Firstly, the only way to film a Bugatti Chiron nearly hitting its 261 mph top speed is, you guessed it, with another Bugatti Chiron. To shoot car-to-car, Clark and his crew rigged up a wingless drone to the tail of another Chiron via a multitude of suction mounts and gaffer tape to ensure the rig would stay on at top speed. And with the help of the drone’s gyroscopic camera mount, the filmmakers staggered the two Chirons, the camera car ahead of the record car, and proceeded to launch the two in tandem. Which…took a few takes. 

Along with the secondary Chiron—what a burden—Clark used a heavily modified Caterham Seven complete with scaffolding and a matte-black paint scheme to shoot many of the shots where the Chiron is stationary and the camera goes around the car. There’s also the interesting pub fact that Ehra-Lessien has what Clark calls “deer sensors” in the woods surrounding the track. These motion detectors are used by the Volkswagen teams to detect oncoming wildlife and ensure that when you’re going 304 mph, a deer or rabbit doesn’t turn the both of you into front-page news. 

Clark also lamented that the final video of the Chiron launching is slightly out of focus for a very unexpected reason; the Chiron camera car’s exhaust gases. 

According to Clark, they positioned the camera rig perfectly, lined up the shot they wanted, focused the camera on the second Chiron and did a series of launches and runs. The cars performed perfectly and from the videos they saw on-site, they were clear.
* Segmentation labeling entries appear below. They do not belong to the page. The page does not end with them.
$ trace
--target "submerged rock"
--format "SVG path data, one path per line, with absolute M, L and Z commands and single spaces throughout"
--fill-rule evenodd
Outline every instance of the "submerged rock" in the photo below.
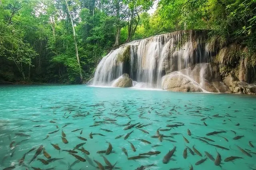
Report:
M 188 76 L 175 72 L 163 77 L 162 89 L 164 90 L 184 92 L 203 91 L 198 83 Z
M 132 86 L 132 80 L 126 73 L 116 80 L 112 85 L 116 87 L 130 87 Z

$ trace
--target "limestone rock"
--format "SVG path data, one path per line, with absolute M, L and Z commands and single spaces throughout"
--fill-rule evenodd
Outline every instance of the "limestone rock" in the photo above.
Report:
M 162 89 L 164 90 L 186 92 L 200 92 L 202 89 L 189 77 L 175 72 L 163 77 Z
M 132 86 L 132 80 L 128 74 L 124 73 L 115 81 L 112 86 L 117 87 L 130 87 Z

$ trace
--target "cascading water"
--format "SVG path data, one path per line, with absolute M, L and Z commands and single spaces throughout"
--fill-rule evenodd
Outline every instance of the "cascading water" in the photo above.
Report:
M 126 73 L 135 87 L 169 90 L 186 86 L 186 90 L 176 90 L 189 91 L 188 88 L 192 89 L 193 85 L 197 91 L 205 91 L 213 85 L 214 78 L 210 64 L 212 57 L 205 43 L 207 35 L 206 31 L 178 31 L 123 44 L 101 60 L 92 85 L 116 87 L 117 79 L 120 81 Z M 180 84 L 171 82 L 165 89 L 163 80 L 174 77 Z

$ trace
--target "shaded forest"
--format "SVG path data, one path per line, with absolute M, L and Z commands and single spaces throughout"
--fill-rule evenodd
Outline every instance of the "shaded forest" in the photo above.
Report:
M 84 83 L 120 45 L 184 30 L 255 65 L 256 28 L 256 0 L 0 0 L 0 83 Z

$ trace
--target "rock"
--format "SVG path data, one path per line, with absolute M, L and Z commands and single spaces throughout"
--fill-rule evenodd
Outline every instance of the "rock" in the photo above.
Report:
M 117 87 L 130 87 L 132 86 L 132 80 L 128 74 L 124 73 L 115 81 L 112 86 Z
M 164 90 L 185 92 L 201 92 L 202 88 L 188 76 L 174 72 L 163 77 L 162 89 Z

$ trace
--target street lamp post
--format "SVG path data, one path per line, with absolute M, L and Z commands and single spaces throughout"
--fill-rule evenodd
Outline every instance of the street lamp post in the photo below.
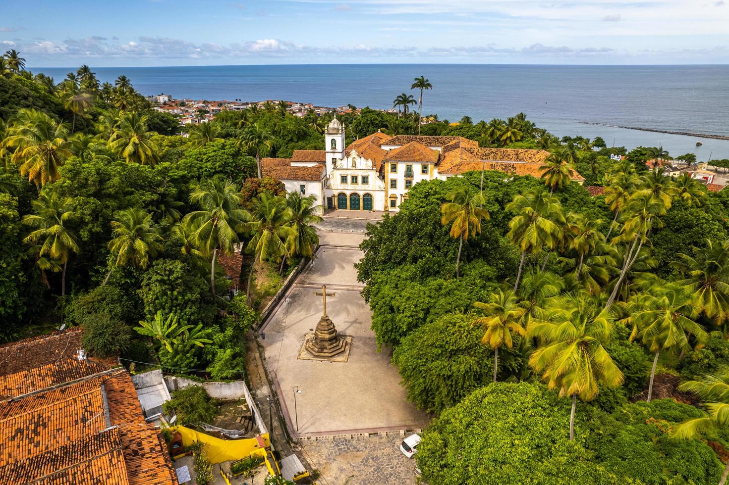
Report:
M 299 432 L 299 411 L 296 408 L 296 395 L 301 394 L 301 390 L 299 389 L 299 386 L 294 386 L 292 387 L 292 390 L 294 391 L 294 415 L 296 417 L 296 432 Z

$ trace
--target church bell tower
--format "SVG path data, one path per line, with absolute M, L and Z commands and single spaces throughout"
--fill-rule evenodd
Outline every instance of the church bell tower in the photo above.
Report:
M 334 119 L 327 127 L 327 133 L 324 134 L 324 150 L 327 151 L 327 173 L 331 173 L 336 166 L 337 160 L 344 158 L 344 125 L 337 119 L 337 115 L 334 115 Z

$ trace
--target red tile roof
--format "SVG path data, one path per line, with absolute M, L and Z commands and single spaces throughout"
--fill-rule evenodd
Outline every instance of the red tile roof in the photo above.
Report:
M 417 141 L 411 141 L 402 146 L 388 151 L 385 162 L 420 162 L 435 163 L 440 154 Z

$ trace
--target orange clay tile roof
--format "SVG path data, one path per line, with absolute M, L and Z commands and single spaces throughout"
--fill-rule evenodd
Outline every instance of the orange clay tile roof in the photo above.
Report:
M 318 182 L 324 176 L 324 164 L 313 167 L 291 167 L 284 165 L 263 165 L 261 173 L 264 177 L 273 177 L 278 180 L 300 180 Z
M 458 141 L 460 136 L 426 136 L 424 135 L 397 135 L 383 143 L 383 145 L 407 145 L 413 141 L 426 146 L 445 146 L 450 143 Z
M 291 155 L 292 162 L 317 162 L 324 163 L 327 161 L 327 152 L 324 150 L 294 150 Z
M 0 345 L 0 376 L 74 355 L 83 348 L 81 335 L 81 328 L 77 327 Z
M 360 157 L 372 160 L 375 170 L 379 172 L 380 167 L 382 166 L 382 161 L 387 155 L 387 151 L 380 148 L 380 145 L 389 138 L 382 132 L 378 131 L 365 136 L 364 138 L 356 140 L 349 143 L 349 146 L 347 147 L 348 151 L 347 156 L 349 156 L 352 150 L 355 150 Z
M 710 192 L 718 192 L 720 190 L 725 187 L 724 185 L 719 185 L 718 184 L 707 184 L 706 189 L 709 189 Z
M 590 195 L 602 195 L 605 193 L 605 187 L 600 187 L 596 185 L 590 185 L 585 187 L 585 189 L 590 192 Z
M 393 149 L 387 152 L 385 162 L 421 162 L 435 163 L 438 161 L 440 152 L 425 145 L 411 141 L 402 146 Z
M 119 430 L 112 428 L 0 467 L 0 483 L 126 485 L 124 469 Z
However, when they got back to home base in England, using their larger in-home computer monitors, they noticed that the Chiron camera car’s exhaust gases caused a slight heat-bloom exactly where the record car was positioned. And they couldn’t do it again.

The behind the scenes video, which is narrated by Clark, also includes his musings on the car, the aerial helicopter shots, how rain almost saw the entire thing canceled, and jokes about camera Toyota Supras and Nissan GT-Rs. Clark also talks about why he wanted to shoot the film at speed and not just go the normal digitally enhanced route. 

The whole 11-minute video is definitely worth your time and provides an interesting look at what you’d think is a fairly straight-forward video to produce. Hopefully, we’ll get more from Bugatti and Clark soon.